Our writer also wrote for the Joliet Weekly Sun: “Channahon, Jan. 18, 1876 – For the past week or two nothing worth chronicling has occurred at this point.

“A little excitement is caused by a horse that one of our citizens was unfortunate enough to lose. After its death it was removed to a place on the other side of the river called the ‘bone yard,’ as it has been made the deposit of dead animals for several years. The owner of the horse was waited upon by an irate individual from ‘over the river,’ and commanded to remove it immediately. The law was resorted to, as each anxious for satisfaction. This suit is not only likely to involve in the meshes of the law, the owner of the cause of disturbance, but the man who carried it off; and as he is the nephew of the chief agitator of this war business, the adage may be verified, that ‘curses, like chickens, still come home to roost.’

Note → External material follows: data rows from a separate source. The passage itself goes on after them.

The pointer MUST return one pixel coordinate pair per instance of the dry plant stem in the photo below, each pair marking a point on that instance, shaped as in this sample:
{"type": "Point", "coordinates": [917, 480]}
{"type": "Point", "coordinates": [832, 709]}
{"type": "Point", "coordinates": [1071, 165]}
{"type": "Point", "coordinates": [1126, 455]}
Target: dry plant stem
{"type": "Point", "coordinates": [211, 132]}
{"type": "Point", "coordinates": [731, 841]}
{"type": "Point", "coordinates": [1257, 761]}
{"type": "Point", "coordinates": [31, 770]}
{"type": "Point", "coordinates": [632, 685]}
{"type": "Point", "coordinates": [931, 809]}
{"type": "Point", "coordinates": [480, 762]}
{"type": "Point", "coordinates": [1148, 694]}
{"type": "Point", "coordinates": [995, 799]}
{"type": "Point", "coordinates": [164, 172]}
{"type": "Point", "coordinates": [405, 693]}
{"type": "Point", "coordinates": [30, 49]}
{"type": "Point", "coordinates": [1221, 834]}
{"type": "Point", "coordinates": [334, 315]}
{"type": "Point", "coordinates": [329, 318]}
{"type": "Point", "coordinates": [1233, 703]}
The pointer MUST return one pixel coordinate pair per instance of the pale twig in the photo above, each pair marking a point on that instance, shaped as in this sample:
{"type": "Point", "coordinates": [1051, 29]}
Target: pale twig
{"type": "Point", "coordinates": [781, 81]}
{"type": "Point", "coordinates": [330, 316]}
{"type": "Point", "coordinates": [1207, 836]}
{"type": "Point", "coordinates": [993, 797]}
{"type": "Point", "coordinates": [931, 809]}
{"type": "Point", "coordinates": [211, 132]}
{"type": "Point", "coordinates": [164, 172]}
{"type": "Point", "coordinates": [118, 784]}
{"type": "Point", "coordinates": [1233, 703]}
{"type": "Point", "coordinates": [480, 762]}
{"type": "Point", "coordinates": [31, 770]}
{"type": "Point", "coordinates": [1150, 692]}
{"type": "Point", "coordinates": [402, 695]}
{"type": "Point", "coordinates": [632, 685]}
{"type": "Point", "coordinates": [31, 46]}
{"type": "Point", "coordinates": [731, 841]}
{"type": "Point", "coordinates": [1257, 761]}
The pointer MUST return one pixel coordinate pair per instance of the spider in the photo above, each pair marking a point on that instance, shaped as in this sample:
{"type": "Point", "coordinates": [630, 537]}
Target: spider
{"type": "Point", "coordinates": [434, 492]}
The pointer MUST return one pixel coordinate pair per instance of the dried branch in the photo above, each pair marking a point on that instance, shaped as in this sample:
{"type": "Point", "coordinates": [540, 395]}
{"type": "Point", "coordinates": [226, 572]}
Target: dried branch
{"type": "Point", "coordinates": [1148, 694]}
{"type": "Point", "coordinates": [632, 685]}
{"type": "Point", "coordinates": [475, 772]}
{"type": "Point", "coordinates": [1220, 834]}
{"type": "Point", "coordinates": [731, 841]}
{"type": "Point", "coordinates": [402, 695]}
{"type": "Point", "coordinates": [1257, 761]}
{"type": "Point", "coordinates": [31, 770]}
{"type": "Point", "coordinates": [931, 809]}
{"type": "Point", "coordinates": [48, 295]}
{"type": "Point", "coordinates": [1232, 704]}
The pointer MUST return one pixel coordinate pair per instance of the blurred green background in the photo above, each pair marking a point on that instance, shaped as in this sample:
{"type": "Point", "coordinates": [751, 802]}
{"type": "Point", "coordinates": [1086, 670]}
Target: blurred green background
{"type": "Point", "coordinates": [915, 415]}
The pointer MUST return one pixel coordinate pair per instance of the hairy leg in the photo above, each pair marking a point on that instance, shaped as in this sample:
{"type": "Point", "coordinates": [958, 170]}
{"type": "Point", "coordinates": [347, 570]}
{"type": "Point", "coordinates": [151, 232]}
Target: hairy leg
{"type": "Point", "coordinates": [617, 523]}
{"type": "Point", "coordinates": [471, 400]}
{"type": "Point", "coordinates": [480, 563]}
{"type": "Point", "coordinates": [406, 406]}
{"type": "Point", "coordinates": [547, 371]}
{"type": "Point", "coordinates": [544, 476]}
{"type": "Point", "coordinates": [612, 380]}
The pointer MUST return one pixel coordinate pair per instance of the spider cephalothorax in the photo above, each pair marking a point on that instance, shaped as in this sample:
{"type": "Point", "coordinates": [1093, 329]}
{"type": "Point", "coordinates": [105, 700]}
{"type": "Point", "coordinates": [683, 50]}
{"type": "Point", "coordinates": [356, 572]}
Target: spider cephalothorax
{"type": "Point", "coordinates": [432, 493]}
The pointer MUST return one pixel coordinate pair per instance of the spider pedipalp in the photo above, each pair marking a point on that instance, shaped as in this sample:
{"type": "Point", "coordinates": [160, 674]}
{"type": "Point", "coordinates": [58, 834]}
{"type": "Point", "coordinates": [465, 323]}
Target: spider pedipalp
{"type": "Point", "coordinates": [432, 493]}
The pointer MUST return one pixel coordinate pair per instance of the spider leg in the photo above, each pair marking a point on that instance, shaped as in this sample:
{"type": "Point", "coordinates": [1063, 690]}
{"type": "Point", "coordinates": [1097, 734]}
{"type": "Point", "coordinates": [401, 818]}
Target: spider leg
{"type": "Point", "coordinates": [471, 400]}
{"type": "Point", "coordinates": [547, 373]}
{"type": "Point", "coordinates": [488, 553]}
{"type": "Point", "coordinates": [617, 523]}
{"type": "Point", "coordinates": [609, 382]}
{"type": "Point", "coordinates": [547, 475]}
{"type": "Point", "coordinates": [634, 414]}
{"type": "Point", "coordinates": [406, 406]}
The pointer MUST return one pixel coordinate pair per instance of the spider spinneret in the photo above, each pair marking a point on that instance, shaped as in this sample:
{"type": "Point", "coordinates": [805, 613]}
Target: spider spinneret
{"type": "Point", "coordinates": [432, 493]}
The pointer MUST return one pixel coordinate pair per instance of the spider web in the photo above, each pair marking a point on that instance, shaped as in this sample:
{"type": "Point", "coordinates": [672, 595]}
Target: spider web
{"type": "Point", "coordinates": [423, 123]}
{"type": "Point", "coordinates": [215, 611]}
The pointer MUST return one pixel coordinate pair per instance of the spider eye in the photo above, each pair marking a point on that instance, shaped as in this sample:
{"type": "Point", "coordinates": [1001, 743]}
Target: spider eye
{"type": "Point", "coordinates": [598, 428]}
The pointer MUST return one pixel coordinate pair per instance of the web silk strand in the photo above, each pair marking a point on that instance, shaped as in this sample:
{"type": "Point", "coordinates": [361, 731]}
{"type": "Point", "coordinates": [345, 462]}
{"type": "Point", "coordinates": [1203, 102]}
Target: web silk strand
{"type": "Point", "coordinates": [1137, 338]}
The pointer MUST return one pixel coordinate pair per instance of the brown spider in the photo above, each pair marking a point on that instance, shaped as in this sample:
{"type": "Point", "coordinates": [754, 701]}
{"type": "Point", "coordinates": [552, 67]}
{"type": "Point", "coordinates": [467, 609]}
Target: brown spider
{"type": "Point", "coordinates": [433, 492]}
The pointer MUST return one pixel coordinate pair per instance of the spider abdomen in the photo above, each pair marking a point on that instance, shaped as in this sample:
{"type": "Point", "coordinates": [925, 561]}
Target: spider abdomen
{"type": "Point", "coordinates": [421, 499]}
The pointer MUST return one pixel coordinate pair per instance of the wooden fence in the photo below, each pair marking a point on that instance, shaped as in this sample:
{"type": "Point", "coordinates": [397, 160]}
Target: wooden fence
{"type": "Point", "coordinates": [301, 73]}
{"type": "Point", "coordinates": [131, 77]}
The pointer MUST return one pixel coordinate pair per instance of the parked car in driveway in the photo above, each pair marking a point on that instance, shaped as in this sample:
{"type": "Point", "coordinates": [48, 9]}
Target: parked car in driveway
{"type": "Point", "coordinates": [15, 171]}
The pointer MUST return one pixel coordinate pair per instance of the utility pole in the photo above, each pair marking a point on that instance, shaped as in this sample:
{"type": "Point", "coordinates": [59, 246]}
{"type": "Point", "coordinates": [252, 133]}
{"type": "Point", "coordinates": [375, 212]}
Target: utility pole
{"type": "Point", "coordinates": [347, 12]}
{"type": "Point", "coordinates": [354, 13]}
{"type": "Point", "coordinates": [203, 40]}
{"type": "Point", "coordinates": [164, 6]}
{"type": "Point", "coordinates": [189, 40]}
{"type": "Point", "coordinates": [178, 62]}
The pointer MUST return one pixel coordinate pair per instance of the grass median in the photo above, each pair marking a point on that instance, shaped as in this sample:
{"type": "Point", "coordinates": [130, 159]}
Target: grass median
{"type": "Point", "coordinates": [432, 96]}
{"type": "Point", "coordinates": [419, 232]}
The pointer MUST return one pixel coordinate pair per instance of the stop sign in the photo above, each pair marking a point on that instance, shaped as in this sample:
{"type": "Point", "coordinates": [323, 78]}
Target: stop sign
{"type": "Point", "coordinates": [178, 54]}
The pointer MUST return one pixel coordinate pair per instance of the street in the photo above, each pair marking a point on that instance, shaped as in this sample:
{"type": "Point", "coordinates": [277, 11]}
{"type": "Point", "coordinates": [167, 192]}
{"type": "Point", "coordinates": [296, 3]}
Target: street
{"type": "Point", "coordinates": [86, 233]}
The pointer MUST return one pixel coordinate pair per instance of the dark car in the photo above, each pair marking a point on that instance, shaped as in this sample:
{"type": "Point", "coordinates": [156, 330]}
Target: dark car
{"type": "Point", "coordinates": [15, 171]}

“Our church had its week of prayer in common with neighboring churches We are shocked to learn that there are seventeen families in this village and its confines that never attend church. As for the families, we are sorry for them, or their non-attendance suggest the dearth of new clothes, especially of the female members.”

Aren’t you glad that I do not write like that? Oh, wait a minute, I just did. Sorry, folks.